During training an RNN is optimized to minimize the loss, so the choice of loss function can be crucial for determining exactly what the network learns. By default, the loss function is mean_squared_error. Our Backend also includes an option for using binary_cross_entropy as the loss function. Other loss functions can be easily defined with some TensorFlow knowledge and added to the LossFunction class. Loss functions take in the network output (predictions), the target output (y) and the output_mask, and return a float calculated using the TensorFlow graph.

Regularizers

Regularizers are penalties added to the loss function that may help prevent the network from overfitting to the training data. We include options for L2-norm and L1-norm regularization for the synaptic weights, which tend to reduce the magnitude of weights and sparsify the resulting weight matrices. In addition, we include L2-norm regularization on the post-nonlinearity recurrent unit activity, r. Other regularizations can be added to the Regularizer class through TensorFlow. By default, no regularizations are used.

Optimizers

PsychRNN is built to take advantage of the many optimizers available in the TensorFlow package. Instead of explicitly defining equations for back propagation through time, PsychRNN converts the user supplied Task and RNN into a “graph” model interpretable by TensorFlow. TensorFlow can then automatically generate gradients of the user supplied LossFunction with respect to the weights of the network. These gradients can then be used by any TensorFlow optimization algorithm such as stochastic gradient descent, Adam or RMSProp to update the weights and improve task performance (Ruder, 2017).

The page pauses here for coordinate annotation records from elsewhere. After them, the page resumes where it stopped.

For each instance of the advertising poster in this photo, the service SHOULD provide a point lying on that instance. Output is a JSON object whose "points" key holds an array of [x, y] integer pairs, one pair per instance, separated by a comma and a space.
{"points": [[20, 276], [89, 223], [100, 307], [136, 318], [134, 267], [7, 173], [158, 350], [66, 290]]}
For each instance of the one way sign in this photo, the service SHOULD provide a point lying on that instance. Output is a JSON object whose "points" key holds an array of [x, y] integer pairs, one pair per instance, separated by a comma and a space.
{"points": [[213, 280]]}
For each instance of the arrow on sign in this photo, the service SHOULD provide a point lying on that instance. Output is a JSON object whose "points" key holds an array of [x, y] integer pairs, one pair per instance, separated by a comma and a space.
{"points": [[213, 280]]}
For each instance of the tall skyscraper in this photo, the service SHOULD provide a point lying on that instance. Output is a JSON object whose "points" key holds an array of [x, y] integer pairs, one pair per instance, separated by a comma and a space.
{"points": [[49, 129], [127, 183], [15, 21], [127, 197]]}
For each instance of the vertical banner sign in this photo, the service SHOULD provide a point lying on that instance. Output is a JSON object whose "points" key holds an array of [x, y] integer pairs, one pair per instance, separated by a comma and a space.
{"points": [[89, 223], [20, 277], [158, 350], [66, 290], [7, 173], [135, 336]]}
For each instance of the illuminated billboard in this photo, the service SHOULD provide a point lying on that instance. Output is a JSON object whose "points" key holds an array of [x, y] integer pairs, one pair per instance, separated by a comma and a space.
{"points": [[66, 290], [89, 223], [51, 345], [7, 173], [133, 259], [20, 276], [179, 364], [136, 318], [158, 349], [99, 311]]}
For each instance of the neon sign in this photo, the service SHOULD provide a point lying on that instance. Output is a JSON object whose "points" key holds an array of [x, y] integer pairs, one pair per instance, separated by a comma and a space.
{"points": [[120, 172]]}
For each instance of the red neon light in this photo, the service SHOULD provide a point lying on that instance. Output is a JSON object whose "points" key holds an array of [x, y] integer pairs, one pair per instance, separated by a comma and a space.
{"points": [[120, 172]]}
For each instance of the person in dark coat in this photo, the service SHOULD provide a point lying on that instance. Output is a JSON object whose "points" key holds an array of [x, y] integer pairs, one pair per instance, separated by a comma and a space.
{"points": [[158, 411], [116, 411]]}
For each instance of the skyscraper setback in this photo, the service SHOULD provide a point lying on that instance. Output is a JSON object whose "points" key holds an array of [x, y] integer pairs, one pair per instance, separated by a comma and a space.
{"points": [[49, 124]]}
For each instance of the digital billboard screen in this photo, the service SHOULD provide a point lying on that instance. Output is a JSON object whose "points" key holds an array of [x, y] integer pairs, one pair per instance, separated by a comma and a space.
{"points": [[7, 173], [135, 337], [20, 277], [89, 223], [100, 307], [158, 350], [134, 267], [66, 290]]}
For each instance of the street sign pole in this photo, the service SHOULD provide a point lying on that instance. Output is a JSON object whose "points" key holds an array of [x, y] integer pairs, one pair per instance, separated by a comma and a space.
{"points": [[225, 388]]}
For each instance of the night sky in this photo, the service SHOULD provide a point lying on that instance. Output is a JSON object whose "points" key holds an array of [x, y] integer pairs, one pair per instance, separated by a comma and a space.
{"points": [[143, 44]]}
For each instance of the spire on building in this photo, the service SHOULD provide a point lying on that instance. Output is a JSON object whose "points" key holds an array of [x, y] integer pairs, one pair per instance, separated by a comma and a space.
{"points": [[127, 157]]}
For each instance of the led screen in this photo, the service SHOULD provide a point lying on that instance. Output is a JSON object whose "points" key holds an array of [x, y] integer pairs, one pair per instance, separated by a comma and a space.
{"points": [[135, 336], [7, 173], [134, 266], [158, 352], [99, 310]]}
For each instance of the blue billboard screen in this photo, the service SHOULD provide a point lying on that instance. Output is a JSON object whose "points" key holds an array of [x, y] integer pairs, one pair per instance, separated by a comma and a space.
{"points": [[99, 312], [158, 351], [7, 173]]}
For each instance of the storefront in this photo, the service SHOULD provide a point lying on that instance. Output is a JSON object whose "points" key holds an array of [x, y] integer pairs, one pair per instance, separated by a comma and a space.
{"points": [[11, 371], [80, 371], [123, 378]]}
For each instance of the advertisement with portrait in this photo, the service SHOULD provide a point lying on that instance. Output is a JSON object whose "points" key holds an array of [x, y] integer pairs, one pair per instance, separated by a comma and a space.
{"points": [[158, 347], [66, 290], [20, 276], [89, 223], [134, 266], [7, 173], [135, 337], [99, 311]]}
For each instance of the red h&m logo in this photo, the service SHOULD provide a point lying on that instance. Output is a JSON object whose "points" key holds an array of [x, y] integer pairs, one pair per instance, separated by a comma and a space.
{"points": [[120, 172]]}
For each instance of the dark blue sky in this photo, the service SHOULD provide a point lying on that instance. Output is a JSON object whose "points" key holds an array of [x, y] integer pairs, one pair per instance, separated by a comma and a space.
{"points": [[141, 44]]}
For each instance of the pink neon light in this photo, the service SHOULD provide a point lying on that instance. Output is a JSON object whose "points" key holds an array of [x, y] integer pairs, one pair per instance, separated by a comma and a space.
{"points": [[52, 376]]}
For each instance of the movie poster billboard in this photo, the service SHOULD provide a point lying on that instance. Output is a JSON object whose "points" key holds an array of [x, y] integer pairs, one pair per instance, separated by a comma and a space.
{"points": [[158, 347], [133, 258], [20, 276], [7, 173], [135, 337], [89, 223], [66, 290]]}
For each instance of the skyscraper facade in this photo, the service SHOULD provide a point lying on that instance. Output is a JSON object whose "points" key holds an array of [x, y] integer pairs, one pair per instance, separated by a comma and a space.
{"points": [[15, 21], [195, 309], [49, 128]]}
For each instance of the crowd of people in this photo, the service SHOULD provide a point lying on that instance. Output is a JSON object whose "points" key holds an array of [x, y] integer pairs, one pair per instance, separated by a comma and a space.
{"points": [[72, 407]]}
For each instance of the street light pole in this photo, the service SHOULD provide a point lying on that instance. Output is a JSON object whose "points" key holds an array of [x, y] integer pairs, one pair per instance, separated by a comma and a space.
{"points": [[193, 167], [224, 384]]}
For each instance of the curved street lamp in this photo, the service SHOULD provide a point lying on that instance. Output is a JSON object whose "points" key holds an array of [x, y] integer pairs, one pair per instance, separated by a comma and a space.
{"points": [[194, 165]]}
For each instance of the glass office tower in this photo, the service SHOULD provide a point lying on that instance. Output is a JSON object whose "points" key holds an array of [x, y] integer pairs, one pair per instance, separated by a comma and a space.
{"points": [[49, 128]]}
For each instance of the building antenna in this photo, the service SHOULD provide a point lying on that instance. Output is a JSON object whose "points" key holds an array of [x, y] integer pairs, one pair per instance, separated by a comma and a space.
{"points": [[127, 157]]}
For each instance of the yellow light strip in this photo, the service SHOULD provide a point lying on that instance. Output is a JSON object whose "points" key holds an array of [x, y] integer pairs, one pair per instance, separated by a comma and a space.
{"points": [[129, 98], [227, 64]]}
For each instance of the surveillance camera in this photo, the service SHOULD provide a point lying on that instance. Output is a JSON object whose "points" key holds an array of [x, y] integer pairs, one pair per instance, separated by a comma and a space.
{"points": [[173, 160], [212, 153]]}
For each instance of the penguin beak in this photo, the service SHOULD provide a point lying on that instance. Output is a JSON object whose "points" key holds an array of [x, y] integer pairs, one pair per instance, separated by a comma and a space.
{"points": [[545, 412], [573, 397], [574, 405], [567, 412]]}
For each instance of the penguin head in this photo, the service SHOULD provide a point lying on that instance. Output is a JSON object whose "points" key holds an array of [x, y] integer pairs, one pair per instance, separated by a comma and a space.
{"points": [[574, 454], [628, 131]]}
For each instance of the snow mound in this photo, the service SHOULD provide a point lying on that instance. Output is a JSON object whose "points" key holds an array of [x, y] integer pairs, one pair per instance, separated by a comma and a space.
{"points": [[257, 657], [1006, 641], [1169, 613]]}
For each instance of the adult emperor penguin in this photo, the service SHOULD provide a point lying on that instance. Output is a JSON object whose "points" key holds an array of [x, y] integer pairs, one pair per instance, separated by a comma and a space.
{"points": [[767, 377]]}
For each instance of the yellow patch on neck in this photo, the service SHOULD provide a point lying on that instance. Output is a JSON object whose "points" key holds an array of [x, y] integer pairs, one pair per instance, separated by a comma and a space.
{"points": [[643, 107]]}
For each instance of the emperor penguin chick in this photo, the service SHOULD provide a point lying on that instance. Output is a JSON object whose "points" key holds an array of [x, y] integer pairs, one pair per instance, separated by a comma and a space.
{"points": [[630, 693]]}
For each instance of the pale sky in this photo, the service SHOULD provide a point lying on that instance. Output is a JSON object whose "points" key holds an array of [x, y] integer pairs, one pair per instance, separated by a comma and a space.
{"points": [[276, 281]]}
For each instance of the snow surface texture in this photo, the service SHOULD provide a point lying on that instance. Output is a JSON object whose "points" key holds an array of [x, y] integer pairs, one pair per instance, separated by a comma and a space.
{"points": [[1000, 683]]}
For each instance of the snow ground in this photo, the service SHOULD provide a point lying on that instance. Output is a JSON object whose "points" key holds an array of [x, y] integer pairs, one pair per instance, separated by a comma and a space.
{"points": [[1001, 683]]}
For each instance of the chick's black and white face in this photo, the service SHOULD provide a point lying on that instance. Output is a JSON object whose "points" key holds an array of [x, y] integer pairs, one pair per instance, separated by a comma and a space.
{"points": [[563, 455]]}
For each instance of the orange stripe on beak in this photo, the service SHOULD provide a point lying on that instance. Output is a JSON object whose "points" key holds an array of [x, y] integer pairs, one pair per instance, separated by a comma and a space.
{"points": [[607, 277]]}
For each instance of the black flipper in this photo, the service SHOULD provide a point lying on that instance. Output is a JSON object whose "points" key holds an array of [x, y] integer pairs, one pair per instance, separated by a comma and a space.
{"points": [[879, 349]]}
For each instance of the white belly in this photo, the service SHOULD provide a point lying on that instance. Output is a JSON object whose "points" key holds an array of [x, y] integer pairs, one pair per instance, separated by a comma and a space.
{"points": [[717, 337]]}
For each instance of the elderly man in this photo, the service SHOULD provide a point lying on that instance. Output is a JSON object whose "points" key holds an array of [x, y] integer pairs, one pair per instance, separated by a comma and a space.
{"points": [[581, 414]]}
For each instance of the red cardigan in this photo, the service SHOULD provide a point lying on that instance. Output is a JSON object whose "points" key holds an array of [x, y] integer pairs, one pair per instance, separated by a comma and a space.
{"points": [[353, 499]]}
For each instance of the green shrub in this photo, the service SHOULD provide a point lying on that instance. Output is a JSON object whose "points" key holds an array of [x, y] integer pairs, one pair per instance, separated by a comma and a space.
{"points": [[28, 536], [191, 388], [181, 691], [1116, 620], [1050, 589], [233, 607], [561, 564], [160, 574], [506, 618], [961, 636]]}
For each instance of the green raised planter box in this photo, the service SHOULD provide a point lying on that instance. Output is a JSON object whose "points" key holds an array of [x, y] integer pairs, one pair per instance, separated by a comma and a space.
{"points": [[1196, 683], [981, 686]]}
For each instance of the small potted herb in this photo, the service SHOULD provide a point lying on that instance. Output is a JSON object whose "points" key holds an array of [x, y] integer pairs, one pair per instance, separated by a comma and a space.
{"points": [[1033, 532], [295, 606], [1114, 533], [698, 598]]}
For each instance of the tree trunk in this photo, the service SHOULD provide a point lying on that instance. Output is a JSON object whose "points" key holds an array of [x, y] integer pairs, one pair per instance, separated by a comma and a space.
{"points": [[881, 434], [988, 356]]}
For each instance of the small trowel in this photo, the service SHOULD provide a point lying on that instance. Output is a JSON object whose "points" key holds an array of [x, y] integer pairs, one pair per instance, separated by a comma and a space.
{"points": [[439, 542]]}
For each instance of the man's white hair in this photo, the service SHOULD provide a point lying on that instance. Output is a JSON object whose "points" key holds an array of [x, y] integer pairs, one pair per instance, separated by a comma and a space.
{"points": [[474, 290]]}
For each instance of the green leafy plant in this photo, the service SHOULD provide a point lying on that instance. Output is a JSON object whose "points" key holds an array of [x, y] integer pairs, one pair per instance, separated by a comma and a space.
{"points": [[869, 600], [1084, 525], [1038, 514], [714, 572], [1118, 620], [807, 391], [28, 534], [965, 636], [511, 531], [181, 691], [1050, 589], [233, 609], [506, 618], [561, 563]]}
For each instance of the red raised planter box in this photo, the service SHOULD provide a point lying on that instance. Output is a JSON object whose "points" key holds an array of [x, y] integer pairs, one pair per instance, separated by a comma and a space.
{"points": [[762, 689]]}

Neurobiologically motivated connectivity constraints

PsychRNN is designed for investigation of neurobiologically motivated constraints on the input, recurrent, and output synaptic connectivity patterns. The user can specify which synaptic connections are allowed and which are forbidden (set to zero) through optional user-defined masks at the point of RNN model initialization. This feature enables modeling neural architectures including sparse connectivity and multi-region networks (Rikhye et al., 2018). Optional user-defined masks allow specification of which connections are fixed in their weight values, and which connections are plastic for optimization during training (Rajan et al., 2016). By default, all weights are allowed to be updated by training. PsychRNN also enables implementation of Dale’s principle, such that each recurrent unit’s synaptic weights are all of the same sign (i.e., each neuron’s postsynaptic weights are either all excitatory or all inhibitory; Song et al., 2016). The optional parameter dales_ratio sets the proportion of excitatory units, with the remaining units set as inhibitory.

Curriculum learning

Curriculum learning refers to the presentation of training examples structured into successive discrete blocks sorted by increasing difficulty (Bengio et al., 2009; Krueger and Dayan, 2009). Task modularity in PsychRNN enables an intuitive framework for curriculum learning that does not require TensorFlow knowledge. Curriculum learning is implemented by passing a Curriculum object to the RNN model when training is executed. Although very flexible and customizable, the simplest form of the Curriculum object can be instantiated solely with the list of tasks that one wants to train on sequentially.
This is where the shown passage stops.